According to court documents, in November 2016, Ebong Aloysius Tilong, 57, of Sugar Land, Texas, and his wife, Marie Neba, went to trial on the conspiracy, health care fraud, and money laundering charges.
The trial evidence and court documents showed that between 2006 and 2015, Tilong, Neba, and their co-conspirators used Tilong and Neba’s company, Fiango Home Healthcare Inc. (Fiango), to corruptly obtain more than $13 million by submitting false and fraudulent claims to Medicare for home health care services that Fiango’s patients did not need or receive.
The trial evidence and court documents also showed that Tilong and Neba paid illegal kickbacks to patient recruiters to refer patients to Fiango, and that Tilong falsified and directed others to falsify medical records to make it appear as though Fiango’s patients met the Medicare qualifications for home health care.
Additional evidence demonstrated that Tilong attempted to destroy evidence and blackmail and suborn perjury from witnesses. After the first week of trial, Tilong pleaded guilty to one count of conspiracy to commit health care fraud, three counts of health care fraud, one count of conspiracy to pay and receive health care kickbacks, three counts of payment and receipt of health care kickbacks, and one count of conspiracy to launder monetary instruments.

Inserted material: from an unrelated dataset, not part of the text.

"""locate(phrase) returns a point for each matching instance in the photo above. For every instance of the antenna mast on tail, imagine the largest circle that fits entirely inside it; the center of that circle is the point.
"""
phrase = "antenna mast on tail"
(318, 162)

In June 2017, Tilong pleaded guilty in a separate case to two counts of filing fraudulent tax returns. In connection with this guilty plea, Tilong admitted that he created a shell company called Quality Therapy Services (QTS) to limit the amount of tax that he paid to the IRS on the proceeds that he and his co-conspirators stole from Medicare.

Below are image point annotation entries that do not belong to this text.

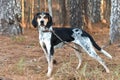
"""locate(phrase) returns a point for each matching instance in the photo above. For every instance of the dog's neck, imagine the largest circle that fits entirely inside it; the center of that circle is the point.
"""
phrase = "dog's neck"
(43, 29)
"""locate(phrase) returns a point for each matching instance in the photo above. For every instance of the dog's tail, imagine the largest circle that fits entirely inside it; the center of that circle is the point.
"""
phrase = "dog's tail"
(98, 47)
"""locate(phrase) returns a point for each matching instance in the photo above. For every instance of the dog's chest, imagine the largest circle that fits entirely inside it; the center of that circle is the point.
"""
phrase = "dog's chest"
(45, 36)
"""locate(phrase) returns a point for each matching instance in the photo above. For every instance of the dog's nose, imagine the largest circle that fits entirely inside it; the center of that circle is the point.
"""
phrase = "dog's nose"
(42, 22)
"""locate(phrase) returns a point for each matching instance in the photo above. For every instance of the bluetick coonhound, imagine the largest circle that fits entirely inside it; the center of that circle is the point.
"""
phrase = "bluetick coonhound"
(48, 40)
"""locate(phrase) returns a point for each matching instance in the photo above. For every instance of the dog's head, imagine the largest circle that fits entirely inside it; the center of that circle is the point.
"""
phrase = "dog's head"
(42, 19)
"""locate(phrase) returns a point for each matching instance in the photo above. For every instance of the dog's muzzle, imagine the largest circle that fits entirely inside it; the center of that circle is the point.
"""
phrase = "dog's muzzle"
(42, 23)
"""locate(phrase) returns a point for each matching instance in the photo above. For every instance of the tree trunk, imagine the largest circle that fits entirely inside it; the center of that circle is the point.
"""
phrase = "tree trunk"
(93, 10)
(10, 12)
(115, 21)
(76, 13)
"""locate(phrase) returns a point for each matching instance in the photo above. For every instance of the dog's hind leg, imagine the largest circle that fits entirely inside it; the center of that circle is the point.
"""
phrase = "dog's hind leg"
(86, 44)
(78, 55)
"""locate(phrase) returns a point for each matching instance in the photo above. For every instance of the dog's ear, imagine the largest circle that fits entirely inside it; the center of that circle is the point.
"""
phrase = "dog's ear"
(34, 21)
(50, 22)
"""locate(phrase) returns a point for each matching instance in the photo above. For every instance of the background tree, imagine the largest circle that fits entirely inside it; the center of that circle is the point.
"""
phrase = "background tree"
(76, 19)
(10, 16)
(115, 21)
(62, 12)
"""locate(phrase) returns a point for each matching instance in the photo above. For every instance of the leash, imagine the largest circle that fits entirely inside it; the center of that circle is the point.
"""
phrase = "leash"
(62, 40)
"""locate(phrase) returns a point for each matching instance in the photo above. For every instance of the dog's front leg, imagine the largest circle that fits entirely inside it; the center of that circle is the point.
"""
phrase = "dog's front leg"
(50, 52)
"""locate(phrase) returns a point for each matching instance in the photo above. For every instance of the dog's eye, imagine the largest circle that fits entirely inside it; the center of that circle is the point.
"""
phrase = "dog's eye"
(39, 17)
(45, 17)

According to Tilong’s plea agreement, in 2013 and 2014, Tilong wrote almost $1 million in checks from Fiango to QTS for physical-therapy services that QTS never provided to Fiango’s patients and deducted as business expenses. Tilong admitted that his tax fraud scheme caused the IRS a tax loss of approximately $344,452.

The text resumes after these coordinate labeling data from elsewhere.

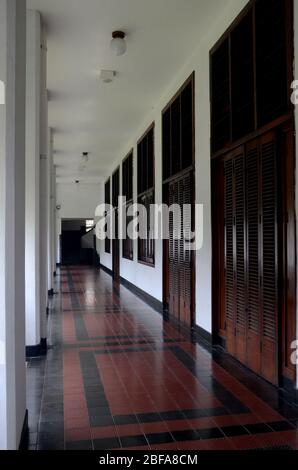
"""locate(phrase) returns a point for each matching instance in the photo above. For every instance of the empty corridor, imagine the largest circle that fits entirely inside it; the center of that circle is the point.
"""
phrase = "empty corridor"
(119, 376)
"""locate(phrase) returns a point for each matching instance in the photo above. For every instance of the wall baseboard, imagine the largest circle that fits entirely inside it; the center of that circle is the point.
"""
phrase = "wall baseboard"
(203, 335)
(38, 350)
(24, 442)
(105, 269)
(151, 301)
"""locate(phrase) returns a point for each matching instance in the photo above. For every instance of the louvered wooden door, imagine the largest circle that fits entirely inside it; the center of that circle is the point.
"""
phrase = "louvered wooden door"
(251, 255)
(235, 254)
(180, 260)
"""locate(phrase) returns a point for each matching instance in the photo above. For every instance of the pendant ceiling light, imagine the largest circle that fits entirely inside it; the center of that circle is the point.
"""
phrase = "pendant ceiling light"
(118, 44)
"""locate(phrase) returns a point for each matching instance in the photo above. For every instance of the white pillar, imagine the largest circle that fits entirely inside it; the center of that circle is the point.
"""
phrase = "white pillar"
(50, 215)
(43, 189)
(58, 237)
(33, 115)
(12, 226)
(54, 203)
(296, 124)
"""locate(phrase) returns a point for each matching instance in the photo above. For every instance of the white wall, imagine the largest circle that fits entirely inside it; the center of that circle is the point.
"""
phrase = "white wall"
(12, 227)
(147, 278)
(296, 121)
(78, 201)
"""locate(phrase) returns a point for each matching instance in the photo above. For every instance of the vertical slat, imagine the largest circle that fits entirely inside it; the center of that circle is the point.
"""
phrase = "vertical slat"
(253, 256)
(240, 275)
(229, 258)
(269, 368)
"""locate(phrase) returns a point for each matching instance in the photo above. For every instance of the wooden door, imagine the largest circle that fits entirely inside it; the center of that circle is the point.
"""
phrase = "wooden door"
(251, 255)
(180, 256)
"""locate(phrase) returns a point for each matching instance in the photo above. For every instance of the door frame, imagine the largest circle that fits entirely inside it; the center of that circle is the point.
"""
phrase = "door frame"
(115, 241)
(286, 247)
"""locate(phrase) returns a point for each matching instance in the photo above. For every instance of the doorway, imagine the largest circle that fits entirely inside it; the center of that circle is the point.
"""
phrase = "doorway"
(115, 243)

In August 2017, Neba was sentenced to 75 years in prison the Medicare fraud scheme at Fiango. The U.S. District Court scheduled Tilong’s sentencing for Oct. 13, 2017, but court records show that on the morning of his sentencing hearing, Tilong removed an ankle bracelet monitoring his location and failed to respond to phone calls from, or appear in, the U.S. District Court for his sentencing.
On Dec. 8, 2017, the U.S. District Court sentenced Tilong in absentia to 80 years in prison for his role in the Medicare and tax fraud schemes.